The possible death of the AUC co-founder remained in the air and was the subject of wild and rampant speculation. One of the rumours, dating from June 1, 2004, stated that unidentified diplomatic sources told the AFP agency that Castaño may have been spirited away to either Syria or Egypt, via Panama, allegedly with U.S. assistance. No specific reasoning or details regarding this claim were produced and the parties allegedly involved separately denied their participation.

Sources from the AUC and other local militant factions continued to dispute the exact whereabouts of Carlos Castaño. His personal and financial connections between narcotraffickers and other sectors of society could have allowed for their possible collaboration in his conspicuous disappearance or murder.

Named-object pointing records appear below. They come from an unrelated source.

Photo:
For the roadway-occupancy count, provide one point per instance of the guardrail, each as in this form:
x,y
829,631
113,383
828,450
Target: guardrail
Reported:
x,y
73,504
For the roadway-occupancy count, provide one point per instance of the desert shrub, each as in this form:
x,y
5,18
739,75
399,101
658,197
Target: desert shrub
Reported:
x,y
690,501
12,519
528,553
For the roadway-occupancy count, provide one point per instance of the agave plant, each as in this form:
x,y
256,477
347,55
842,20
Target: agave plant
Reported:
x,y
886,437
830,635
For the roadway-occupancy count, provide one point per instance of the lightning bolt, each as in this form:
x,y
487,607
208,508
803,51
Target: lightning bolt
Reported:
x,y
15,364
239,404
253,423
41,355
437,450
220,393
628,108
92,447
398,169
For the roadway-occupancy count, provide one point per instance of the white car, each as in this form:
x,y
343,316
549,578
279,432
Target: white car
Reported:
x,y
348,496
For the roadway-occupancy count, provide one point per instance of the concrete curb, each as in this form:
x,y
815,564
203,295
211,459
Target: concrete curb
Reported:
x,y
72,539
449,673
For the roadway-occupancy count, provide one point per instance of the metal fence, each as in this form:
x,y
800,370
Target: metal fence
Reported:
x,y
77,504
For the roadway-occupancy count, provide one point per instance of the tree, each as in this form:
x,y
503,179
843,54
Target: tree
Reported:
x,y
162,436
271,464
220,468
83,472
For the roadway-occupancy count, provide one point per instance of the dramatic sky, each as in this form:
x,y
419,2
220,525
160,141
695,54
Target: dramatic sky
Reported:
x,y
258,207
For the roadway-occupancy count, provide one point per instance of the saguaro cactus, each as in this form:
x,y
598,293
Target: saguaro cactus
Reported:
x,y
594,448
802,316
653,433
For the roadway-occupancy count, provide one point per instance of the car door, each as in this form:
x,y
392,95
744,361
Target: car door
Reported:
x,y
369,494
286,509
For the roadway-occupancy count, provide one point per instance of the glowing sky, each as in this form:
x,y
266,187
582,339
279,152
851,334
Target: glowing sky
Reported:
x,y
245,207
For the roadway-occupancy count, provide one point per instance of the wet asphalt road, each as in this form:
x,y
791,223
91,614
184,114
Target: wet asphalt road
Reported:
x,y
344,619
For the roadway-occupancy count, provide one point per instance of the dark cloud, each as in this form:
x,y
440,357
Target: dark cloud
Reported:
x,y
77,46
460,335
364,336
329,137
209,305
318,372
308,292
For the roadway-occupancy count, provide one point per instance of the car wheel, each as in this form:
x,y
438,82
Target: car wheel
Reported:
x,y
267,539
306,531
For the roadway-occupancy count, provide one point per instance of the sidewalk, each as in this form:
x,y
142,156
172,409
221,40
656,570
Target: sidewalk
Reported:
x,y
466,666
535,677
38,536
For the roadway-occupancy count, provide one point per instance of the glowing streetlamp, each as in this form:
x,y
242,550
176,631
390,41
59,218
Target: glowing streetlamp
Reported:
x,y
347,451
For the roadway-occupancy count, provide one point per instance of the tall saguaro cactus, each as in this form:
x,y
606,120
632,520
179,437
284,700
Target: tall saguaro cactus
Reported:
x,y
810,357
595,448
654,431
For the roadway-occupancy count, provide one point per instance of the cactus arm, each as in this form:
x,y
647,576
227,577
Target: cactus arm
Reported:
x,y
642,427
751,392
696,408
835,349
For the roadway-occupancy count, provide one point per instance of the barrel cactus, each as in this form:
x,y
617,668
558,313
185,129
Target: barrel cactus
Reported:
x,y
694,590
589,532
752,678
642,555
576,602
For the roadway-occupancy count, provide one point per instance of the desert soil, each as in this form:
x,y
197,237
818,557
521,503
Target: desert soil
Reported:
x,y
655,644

Despite these claims, the truth regarding Castaño's exact condition remained unknown.

On 23 August 2006, Colombia's Attorney General publicly ordered the capture of his brother Vicente Castaño and seven other individuals, accusing them of being involved in Carlos Castaño's apparent death. Alleged witnesses to the crime stated that Castaño's body was apparently dismembered and incinerated.

Castaño's skeleton was recovered from a shallow grave on 1 September 2006, and identified through DNA testing by the Colombian government authorities. His brother's second lieutenant named Jesús Roldán AKA "MonoLeche", a former Popular Liberation Army (Ejército Popular de Liberación) guerrilla who later joined the paramilitaries, led authorities to the grave.

==Popular culture==
- Castaño is portrayed by the actor Mauricio Mejía as the character of Adolfo Aguilar "El Halcón" in TV series El Cartel, Mejía also portrays Castaño in the second season of the Netflix original television series Narcos.

- David Noreña portrays Castaño as the character of Lucio Moreno in the TV series Escobar, el patrón del mal.

- Castaño is also portrayed by the actor Julián Román in TV series Los Tres Caínes.